Elles consument les négligences des fautes vénielles. Mais elle vise aussi à nous rendre plus vigilants, plus attentifs à faire plaisir à notre doux Sauveur et à servir les autres dans le don gratuit de soi-même. Le pain accroît la vie du corps, l’Eucharistie, celle de l’âme. L’Eucharistie est donc particulièrement le sacrement de la croissance spirituelle. La vie de la Sainte Trinité croît dans notre âme à chaque communion avec une croissance de grâce et de charité.
Enfin, le pain réjouit notre corps, l’Eucharistie réjouit l’âme et la comble de délices spirituels qui ne lassent jamais notre goût. Qui rentre dans cette vie intérieure d’intimité avec Jésus-Hostie, découvre toujours plus cette paix et cette joie qui sont les fruits de l’amour de Dieu.

La mission

L’Eucharistie nous met en mission. St Jean ne nous rapporte pas le récit de l’institution de l’Eucharistie dans son Evangile mais le récit du lavement des pieds. L’Eucharistie nous pousse au service, comme le Christ s’est fait serviteur. L’Eucharistie nous oblige à reconnaître le visage du Jésus sous les apparences du pain et de vin, comme elle nous oblige à le reconnaître sous le visage du frère, de la sœur. Enfin, l’Eucharistie nous pousse à l’Evangélisation. Comment ne pas proclamer sur les toits le nom de Celui qui demeure au milieu de nous de manière à la fois si discrète et si puissante.

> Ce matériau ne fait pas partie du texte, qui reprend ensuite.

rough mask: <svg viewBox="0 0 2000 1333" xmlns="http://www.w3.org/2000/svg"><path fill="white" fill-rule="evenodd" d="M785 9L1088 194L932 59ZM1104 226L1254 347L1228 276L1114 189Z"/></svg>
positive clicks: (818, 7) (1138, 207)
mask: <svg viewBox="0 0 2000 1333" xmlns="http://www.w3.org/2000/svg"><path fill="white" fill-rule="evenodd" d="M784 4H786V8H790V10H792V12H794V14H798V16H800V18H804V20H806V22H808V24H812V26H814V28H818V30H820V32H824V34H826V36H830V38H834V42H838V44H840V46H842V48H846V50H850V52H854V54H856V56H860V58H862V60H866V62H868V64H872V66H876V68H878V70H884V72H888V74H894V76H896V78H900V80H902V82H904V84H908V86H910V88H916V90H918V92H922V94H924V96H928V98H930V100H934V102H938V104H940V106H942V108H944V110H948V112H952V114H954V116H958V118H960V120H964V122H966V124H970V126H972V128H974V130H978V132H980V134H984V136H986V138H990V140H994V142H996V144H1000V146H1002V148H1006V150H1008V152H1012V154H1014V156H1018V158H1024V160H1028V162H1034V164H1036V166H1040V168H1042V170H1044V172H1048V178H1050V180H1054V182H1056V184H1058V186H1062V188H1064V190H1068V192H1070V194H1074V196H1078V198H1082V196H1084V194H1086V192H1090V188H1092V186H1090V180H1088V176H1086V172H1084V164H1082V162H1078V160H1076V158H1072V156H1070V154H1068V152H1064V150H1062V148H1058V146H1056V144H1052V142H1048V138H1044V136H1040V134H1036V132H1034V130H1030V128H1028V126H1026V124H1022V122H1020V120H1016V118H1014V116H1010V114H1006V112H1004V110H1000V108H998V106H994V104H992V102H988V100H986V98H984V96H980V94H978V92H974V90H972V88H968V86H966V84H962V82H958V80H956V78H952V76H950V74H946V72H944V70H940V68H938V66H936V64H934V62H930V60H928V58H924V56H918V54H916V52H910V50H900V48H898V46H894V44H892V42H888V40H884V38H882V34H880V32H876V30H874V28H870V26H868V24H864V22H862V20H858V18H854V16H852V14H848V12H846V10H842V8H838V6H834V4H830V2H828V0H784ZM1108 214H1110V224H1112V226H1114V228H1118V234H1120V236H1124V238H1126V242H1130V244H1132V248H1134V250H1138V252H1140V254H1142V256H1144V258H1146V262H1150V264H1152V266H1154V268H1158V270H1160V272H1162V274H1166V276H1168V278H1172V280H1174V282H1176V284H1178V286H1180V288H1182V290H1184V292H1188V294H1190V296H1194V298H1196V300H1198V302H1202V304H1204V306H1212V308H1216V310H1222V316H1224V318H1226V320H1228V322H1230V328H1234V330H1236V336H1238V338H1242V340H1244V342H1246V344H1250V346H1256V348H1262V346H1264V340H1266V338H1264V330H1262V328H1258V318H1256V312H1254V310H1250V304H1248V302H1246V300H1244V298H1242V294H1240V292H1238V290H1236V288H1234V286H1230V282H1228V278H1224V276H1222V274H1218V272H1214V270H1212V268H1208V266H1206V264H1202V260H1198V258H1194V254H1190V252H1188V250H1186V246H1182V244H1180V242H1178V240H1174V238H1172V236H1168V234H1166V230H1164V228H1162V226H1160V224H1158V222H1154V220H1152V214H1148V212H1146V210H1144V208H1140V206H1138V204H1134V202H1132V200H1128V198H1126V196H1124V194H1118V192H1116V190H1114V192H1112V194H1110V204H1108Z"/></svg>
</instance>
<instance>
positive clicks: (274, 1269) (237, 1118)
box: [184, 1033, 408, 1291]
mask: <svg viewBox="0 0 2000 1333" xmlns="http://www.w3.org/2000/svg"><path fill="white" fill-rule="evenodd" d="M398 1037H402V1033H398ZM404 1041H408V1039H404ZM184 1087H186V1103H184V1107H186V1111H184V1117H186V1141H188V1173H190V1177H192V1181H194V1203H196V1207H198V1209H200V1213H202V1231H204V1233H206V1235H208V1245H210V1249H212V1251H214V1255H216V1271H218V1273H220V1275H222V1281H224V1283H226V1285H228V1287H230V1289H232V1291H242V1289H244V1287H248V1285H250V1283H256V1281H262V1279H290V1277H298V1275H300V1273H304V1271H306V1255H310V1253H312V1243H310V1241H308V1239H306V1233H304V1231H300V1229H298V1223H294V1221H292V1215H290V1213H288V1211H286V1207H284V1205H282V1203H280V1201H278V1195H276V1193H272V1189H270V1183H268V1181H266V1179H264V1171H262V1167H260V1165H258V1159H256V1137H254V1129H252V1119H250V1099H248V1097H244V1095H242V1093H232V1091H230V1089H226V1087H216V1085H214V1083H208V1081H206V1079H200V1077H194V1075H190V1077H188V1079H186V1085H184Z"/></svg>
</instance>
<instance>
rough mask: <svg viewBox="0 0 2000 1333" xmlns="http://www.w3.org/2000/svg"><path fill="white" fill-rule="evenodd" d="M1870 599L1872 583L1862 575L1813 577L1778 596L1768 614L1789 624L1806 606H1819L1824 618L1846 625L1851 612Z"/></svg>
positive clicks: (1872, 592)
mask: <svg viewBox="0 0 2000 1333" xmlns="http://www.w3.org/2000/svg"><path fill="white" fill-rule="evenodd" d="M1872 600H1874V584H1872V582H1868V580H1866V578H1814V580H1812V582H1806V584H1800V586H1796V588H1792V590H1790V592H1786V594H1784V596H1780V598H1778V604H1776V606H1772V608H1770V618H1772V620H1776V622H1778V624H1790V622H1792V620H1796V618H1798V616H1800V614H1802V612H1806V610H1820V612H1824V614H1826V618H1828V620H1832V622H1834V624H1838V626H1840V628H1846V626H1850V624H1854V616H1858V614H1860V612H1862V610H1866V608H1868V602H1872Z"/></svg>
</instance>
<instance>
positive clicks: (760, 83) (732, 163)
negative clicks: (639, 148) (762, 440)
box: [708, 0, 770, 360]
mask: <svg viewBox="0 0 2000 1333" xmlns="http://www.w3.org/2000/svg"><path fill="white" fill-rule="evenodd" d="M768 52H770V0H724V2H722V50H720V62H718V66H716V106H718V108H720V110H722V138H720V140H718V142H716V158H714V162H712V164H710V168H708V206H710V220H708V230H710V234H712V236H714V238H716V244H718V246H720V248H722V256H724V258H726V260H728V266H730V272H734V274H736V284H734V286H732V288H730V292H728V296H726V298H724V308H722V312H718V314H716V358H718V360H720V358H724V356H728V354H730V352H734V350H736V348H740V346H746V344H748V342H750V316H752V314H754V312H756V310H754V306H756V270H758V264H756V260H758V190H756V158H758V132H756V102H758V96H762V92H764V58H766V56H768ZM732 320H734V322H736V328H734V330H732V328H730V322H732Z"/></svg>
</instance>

« L’Eglise pourrait-elle réaliser sa propre vocation sans cultiver une relation constante avec l’Eucharistie, sans se nourrir de cet aliment qui sanctifie, sans s’appuyer sur ce soutien indispensable à son action missionnaire ? Pour évangéliser le monde, il faut des apôtres ” experts ” en célébration, en adoration et en contemplation de l’Eucharistie. »  (Jean-Paul II, journée mondiale de la mission 2004).